In this model, we will add 5 dense layers. For each layer, we have to give values for a few parameters. The two important parameters are units and activation. However, there are many other parameters like kernal_initializer, bias_initializer, etc, which will be initialized with their default values.

在此模型中,我们将添加5个密集层。 对于每一层,我们必须给出一些参数的值。 两个重要参数是单位激活 。 但是,还有许多其他参数,如kernal_initializerbias_initializer等,将使用其默认值进行初始化。

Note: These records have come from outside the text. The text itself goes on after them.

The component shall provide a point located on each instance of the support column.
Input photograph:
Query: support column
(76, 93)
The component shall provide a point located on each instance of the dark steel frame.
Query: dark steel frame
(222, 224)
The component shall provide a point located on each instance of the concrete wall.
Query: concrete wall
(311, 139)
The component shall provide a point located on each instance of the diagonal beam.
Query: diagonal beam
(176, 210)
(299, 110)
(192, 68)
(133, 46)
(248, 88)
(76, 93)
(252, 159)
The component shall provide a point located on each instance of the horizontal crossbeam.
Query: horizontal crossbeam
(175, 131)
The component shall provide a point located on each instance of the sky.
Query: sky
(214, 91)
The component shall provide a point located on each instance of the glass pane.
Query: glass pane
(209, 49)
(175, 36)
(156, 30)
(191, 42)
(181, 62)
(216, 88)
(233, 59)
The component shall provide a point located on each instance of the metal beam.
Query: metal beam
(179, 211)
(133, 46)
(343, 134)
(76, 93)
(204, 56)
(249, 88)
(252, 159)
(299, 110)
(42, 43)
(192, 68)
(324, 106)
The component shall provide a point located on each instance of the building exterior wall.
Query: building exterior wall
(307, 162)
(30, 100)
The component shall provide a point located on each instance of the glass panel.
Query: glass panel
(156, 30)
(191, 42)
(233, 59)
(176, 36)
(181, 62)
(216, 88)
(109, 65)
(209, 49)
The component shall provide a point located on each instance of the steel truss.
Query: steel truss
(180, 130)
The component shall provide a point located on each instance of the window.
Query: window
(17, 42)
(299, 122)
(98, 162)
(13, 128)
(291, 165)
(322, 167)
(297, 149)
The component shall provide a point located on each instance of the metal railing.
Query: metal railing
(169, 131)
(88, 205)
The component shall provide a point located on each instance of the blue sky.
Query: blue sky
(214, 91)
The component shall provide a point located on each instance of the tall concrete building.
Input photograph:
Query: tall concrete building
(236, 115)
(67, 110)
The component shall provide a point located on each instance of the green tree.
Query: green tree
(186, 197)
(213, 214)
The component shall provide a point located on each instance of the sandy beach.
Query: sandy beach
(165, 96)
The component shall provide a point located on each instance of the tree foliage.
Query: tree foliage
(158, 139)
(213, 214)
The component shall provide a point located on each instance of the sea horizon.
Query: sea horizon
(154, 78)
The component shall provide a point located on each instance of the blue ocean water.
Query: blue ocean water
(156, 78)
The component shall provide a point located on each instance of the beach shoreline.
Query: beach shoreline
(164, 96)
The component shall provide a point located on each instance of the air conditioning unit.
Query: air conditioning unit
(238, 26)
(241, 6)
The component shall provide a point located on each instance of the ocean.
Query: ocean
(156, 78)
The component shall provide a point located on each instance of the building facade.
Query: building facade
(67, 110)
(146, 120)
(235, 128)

  • Units: refers to the number of neurons in a layer. We generally increase the number of neurons preferably in the form of 2^n. In multiclass classification number of units in the last layer is equal to a number of different classes.

    单位:指一层中神经元的数量。 我们通常以2 ^ n的形式增加神经元的数量。 在多类别分类中,最后一层中的单元数等于多个不同类别。

  • Activation: The activation function to be used in each layer. In our model, we have used Relu(Rectified Linear Unit function) in hidden layers and Softmax function in the output layer.

    激活:在每个层中使用的激活功能。 在我们的模型中,我们在隐藏层中使用了Relu(整流线性单位函数),在输出层中使用了Softmax函数。

  • input_shape: This argument is passed only for the first layer because the first layer does not know what kind of input will be given by the user. Hence we have to give it explicitly. The other layers will get the input of the same shape as the shape of the output of the previous layer.

    input_shape :此参数仅在第一层传递,因为第一层不知道用户将提供哪种输入。 因此,我们必须明确给出它。 其他层将获得与前一层输出形状相同的形状的输入。

The output is given as activation(dot(input, kernal)+bias) where activation is the element-wise activation function passed as the activation argument, kernal is a weights matrix created by the layer, and bias is a bias vector created by the layer.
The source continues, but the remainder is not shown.